Schloss Bertholdsburg
Highlights
- Schloss Bertholdsburg ist Thüringens ältestes erhaltenes Residenzschloss, erbaut von den Grafen von Henneberg im 12. Jahrhundert.
- Nach dem Ausbau zur vierflügeligen Renaissanceanlage im 16. Jh. beherbergt es heute das Naturhistorische Museum mit Fossilien- und Mineraliensammlungen.
- Die Anlage wurde im 16. Jh. durch Fachwerkaufstockungen und Turmvergrößerungen modernisiert, bevor sie 1583 an die Wettiner fiel.
Tipps
- Der barrierefreie Zugang über den Hauptweg ermöglicht einen ungehinderten Besuch des Schlosses für alle Gäste.
- Die drei Dauerausstellungen im Naturhistorischen Museum bieten Einblicke in regionale Geologie, Fossilien und historische Entwicklungen der Region.

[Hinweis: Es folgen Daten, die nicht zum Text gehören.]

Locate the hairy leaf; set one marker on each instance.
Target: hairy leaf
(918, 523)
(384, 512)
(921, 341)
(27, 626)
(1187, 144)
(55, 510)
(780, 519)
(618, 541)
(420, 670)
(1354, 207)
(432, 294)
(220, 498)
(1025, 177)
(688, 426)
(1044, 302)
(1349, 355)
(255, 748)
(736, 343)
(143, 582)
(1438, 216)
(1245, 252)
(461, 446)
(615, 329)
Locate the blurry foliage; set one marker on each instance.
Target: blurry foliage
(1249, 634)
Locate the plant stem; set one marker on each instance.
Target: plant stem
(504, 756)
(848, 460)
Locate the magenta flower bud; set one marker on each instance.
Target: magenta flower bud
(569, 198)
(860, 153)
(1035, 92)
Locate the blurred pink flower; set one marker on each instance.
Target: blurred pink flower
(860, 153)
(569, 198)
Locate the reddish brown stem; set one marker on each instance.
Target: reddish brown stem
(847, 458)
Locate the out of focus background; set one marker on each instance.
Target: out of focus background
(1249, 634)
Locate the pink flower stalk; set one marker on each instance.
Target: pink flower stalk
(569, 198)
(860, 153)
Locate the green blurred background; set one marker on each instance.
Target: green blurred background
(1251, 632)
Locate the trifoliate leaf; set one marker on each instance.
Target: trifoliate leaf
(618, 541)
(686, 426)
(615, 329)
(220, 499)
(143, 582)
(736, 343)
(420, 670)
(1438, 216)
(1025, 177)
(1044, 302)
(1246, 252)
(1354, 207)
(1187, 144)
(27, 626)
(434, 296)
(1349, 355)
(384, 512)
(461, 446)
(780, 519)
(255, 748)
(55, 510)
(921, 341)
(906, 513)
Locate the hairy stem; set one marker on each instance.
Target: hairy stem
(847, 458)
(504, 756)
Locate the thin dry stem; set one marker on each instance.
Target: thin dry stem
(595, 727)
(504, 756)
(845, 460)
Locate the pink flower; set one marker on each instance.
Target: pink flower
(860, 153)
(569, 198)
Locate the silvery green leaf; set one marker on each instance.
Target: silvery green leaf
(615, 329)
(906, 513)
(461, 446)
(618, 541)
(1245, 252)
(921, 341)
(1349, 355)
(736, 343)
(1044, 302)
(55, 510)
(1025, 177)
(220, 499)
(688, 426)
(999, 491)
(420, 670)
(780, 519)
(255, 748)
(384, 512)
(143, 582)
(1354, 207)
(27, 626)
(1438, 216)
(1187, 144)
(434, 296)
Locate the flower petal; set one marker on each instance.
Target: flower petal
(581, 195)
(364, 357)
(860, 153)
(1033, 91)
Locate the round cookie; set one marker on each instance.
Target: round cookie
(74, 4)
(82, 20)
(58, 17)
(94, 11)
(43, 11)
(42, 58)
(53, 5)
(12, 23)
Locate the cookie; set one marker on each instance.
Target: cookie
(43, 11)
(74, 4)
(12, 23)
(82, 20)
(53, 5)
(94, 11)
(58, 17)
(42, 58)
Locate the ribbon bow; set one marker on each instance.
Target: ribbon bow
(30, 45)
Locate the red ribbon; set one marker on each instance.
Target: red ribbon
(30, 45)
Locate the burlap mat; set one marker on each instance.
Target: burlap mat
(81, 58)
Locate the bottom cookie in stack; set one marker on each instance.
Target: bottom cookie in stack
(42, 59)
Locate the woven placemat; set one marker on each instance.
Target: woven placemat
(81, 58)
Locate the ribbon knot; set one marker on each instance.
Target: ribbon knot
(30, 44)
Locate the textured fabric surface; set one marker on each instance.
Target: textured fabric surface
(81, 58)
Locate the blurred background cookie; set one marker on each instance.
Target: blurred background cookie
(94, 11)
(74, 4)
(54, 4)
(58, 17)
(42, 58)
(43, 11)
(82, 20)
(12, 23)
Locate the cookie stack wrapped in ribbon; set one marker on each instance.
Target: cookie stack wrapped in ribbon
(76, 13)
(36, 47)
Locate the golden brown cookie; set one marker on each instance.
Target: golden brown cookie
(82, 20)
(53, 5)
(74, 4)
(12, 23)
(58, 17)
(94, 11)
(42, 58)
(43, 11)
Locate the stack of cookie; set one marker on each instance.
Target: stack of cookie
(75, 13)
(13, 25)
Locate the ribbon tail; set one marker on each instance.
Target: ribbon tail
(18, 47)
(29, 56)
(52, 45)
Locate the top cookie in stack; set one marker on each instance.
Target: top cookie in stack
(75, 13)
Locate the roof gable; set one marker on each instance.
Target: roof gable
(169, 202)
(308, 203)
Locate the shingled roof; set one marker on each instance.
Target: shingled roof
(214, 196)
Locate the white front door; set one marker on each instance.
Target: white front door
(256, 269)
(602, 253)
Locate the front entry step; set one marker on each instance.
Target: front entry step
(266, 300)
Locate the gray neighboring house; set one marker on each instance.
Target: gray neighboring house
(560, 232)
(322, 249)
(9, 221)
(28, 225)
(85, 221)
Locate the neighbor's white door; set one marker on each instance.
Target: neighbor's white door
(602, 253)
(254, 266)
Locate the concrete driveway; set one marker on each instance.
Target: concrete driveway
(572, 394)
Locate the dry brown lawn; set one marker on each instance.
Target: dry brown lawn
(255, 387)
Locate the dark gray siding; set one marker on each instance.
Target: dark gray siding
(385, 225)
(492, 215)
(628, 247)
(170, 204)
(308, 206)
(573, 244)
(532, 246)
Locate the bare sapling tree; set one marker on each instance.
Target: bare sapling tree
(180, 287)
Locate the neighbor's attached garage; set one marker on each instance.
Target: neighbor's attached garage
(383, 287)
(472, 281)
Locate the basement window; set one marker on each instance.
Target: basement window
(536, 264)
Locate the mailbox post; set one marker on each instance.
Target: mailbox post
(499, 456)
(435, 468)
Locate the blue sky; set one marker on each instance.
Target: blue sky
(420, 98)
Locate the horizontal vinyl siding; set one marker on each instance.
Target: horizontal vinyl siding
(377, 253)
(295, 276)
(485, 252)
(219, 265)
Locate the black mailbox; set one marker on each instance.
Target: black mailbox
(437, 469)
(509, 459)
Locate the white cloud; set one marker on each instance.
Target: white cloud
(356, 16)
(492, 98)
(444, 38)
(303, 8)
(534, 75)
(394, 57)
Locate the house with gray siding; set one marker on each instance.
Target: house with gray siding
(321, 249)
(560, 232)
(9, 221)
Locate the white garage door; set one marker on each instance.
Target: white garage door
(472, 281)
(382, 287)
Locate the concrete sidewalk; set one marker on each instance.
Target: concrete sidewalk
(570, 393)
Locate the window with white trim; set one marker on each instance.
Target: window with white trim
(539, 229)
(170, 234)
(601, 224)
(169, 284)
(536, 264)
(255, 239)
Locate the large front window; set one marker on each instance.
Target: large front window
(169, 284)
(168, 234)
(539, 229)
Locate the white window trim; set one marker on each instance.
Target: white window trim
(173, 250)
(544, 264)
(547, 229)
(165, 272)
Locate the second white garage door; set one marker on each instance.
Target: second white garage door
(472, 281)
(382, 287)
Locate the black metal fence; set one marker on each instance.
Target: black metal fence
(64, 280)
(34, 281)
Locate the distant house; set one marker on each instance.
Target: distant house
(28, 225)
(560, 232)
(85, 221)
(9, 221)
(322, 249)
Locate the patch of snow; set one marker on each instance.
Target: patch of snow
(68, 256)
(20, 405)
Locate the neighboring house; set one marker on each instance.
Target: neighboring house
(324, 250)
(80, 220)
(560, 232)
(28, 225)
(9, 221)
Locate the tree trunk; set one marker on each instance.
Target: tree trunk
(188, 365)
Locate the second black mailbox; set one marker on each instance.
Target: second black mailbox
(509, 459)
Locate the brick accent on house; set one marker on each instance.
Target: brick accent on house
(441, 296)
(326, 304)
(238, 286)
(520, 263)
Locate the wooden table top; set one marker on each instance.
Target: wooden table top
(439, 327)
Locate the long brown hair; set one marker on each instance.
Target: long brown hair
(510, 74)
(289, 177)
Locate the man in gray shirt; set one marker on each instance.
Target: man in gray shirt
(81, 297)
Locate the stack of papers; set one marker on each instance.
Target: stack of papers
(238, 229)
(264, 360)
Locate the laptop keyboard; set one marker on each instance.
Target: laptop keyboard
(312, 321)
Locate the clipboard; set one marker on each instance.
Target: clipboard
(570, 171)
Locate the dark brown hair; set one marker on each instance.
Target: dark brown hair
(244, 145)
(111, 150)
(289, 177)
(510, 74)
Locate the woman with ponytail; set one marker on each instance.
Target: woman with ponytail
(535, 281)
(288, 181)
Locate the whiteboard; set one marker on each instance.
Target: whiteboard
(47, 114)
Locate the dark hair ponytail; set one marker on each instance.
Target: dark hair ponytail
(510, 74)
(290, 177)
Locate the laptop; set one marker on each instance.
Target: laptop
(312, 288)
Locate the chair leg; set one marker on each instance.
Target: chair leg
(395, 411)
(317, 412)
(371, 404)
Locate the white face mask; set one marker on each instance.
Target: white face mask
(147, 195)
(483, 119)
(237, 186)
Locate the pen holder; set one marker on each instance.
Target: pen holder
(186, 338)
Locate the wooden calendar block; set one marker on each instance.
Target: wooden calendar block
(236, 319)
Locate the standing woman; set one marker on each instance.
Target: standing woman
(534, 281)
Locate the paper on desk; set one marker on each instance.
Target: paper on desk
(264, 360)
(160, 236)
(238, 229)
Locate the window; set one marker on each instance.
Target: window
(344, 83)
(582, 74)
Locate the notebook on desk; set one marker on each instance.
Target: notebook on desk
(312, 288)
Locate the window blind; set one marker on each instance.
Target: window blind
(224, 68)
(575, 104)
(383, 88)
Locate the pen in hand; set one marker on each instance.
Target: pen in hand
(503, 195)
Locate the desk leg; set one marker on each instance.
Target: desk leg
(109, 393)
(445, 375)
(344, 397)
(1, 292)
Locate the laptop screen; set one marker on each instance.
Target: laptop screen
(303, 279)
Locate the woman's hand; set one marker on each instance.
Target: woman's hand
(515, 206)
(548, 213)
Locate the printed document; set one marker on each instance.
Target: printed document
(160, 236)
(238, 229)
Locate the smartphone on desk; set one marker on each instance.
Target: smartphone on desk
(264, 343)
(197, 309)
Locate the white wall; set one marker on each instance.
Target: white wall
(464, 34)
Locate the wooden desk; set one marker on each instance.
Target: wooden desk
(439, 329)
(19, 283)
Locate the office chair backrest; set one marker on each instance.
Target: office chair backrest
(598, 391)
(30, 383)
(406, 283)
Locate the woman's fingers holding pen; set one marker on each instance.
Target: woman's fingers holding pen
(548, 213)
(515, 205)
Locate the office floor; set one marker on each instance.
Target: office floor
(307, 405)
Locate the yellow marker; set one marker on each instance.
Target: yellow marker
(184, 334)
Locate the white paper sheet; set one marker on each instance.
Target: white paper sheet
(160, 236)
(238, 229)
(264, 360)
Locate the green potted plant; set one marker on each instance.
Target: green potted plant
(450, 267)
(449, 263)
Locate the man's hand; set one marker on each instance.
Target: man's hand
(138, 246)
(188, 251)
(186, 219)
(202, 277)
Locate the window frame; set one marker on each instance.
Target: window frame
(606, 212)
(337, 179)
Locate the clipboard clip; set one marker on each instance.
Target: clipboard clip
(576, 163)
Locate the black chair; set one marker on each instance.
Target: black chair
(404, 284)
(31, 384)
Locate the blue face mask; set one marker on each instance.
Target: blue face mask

- Der Hauptturm des Schlosses dient als Aussichtspunkt und ist in den Museumsbetrieb integriert, sodass Besucher von oben die Umgebung erkunden können.
Eigenschaften
Schloss Bertholdsburg – Burg in Schleusingen
Das Schloss Bertholdsburg in Schleusingen zählt zu den bedeutendsten historischen Bauwerken Thüringens und ist das älteste erhaltene Residenzschloss des Landes. Strategisch gelegen am Ende eines Höhenzugs an der historischen Handelsstraße von Erfurt nach Nürnberg, diente es über Jahrhunderte als Sitz der Grafen von Henneberg – eines der ältesten Adelsgeschlechter Frankens. Ursprünglich als mittelalterliche Wehranlage entstanden, entwickelte sich die Anlage im Laufe der Zeit zu einem prächtigen Renaissanceschloss, das durch kontinuierliche Erweiterungen und Modernisierungen seine heutige Gestalt erhielt.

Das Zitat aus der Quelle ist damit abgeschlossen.